We also need to look at our politicians and leaders to determine if they have the character required to be those role models for our children. We do need to hold our leaders to a high standard, even a higher standard than others.
(A great scene…watch the entire three minutes)
We need to look no further than the Phoenix Sinclair case to understand the enormous challenges facing society. It is easy for us to blame Child and Family Services for the life of neglect and abuse endured by this girl before she was finally murdered. There are definitely changes that need to occur in our Child Welfare System to improve our responses for children. As stated in the report “The Legacy of Phoenix Sinclair Achieving the Best for All Our Children” the recommendations clearly articulate changes that need to be made. The report also states the problem as well as the responsibility to protect children is all of our responsibilities.

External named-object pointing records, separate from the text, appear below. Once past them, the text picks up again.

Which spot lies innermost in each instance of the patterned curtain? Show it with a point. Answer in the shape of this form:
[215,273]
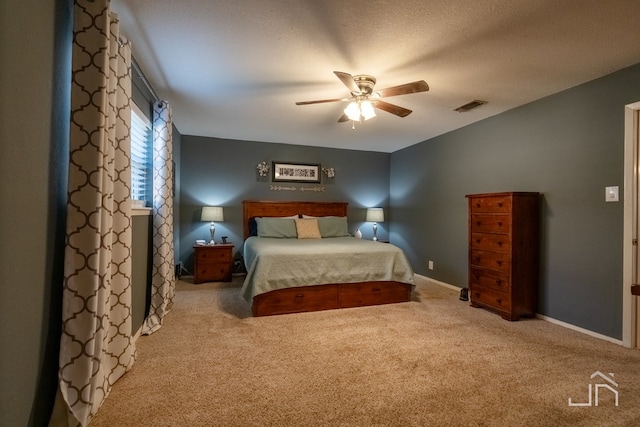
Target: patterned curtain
[96,345]
[163,277]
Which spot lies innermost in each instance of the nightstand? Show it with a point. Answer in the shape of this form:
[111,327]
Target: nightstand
[213,263]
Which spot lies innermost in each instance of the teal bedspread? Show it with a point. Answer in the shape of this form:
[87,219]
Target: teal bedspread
[284,263]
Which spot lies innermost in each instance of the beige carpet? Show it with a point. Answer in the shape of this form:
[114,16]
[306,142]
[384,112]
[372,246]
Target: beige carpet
[434,361]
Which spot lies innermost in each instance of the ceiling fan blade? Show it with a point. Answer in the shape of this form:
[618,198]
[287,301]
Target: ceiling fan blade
[320,101]
[414,87]
[393,109]
[348,81]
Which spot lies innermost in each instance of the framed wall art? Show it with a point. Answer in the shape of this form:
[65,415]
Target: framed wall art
[295,172]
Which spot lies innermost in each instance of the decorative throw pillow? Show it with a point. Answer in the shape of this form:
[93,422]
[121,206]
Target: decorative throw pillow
[282,228]
[308,229]
[333,226]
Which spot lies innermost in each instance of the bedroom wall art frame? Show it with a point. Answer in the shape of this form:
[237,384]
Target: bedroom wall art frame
[295,172]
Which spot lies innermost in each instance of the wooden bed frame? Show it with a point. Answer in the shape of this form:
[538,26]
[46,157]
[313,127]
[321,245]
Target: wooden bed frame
[318,297]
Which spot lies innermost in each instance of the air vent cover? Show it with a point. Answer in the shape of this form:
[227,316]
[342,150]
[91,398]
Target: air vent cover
[470,106]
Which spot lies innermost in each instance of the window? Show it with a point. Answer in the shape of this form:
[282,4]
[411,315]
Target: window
[141,157]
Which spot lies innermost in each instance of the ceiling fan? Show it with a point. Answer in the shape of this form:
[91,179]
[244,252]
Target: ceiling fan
[364,99]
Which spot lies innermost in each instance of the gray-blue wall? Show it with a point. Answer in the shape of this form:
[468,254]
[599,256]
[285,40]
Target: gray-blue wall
[568,147]
[35,49]
[220,172]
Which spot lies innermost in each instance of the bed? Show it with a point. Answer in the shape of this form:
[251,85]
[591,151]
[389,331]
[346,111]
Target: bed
[287,274]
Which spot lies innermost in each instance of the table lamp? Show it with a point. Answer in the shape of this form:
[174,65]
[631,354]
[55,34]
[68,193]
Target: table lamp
[212,214]
[375,215]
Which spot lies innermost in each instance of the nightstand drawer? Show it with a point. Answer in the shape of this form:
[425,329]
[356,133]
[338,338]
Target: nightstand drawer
[489,278]
[213,255]
[492,260]
[491,242]
[488,223]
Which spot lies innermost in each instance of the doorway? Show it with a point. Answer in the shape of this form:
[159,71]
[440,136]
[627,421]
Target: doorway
[631,263]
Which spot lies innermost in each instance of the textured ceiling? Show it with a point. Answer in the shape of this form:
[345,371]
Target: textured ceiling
[234,69]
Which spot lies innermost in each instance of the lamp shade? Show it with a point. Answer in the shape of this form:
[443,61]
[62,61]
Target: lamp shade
[212,213]
[375,215]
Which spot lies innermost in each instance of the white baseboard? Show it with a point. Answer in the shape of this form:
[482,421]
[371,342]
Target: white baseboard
[578,329]
[443,284]
[539,316]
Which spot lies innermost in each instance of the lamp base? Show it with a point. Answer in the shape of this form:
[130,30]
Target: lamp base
[212,230]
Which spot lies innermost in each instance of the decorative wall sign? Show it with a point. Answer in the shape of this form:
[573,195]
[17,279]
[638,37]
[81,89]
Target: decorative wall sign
[329,172]
[289,172]
[293,188]
[263,169]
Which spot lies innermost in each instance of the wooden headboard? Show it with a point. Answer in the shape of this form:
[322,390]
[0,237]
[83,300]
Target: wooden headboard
[253,208]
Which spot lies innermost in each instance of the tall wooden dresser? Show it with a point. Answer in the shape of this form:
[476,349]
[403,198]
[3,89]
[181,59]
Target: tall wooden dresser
[503,253]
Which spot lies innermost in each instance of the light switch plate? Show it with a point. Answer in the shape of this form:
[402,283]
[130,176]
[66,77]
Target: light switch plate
[611,194]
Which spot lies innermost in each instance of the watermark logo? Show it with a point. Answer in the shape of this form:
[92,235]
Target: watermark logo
[607,383]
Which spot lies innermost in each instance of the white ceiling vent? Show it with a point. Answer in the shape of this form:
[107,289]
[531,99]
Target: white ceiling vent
[470,106]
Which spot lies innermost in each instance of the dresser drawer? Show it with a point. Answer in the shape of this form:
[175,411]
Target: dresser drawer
[297,300]
[489,278]
[490,297]
[491,242]
[490,223]
[492,260]
[361,294]
[491,204]
[223,255]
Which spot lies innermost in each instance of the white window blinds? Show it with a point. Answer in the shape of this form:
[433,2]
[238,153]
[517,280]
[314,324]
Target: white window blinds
[141,156]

Responsibility to protect children is a shared responsibility—shared within the
agency and child welfare system itself, and with other arms of government and
with the community as a whole.
Executive Summary, Page 23
More than 80% of Manitoba children in care are Aboriginal. The picture is similar across Canada, and the numbers are growing. We must ask ourselves as a society why are our Aboriginal children living in far worse circumstances than other children. They live in substandard housing, and poverty is now generational. They are not afforded the same equal opportunity as everyone else. Once poverty becomes entrenched, no matter what race, or religion, when a child grows up without a role model, without seeing a future it’s difficult to imagine how life could ever change. Poverty is about more than just having less money, it means less of everything, including hope and opportunity for something better.
These are some of our many challenges we face in order to ensure our country strives for a better life for all our children, for everyone. If we want a safe, caring society that values children, the responsibility for children cannot be borne only by parents, government, or corporations. It’s a responsibility that belongs to everyone. These are not only Manitoba issues or Canadian issues. They are Global issues. Children need a voice. Children matter. When they cannot speak we must speak for them. We must ensure our policies and goals ensure the wellbeing of our children, of our families, of our future.
“The safety, security and well-being of children and their best interests are
fundamental responsibilities of society.”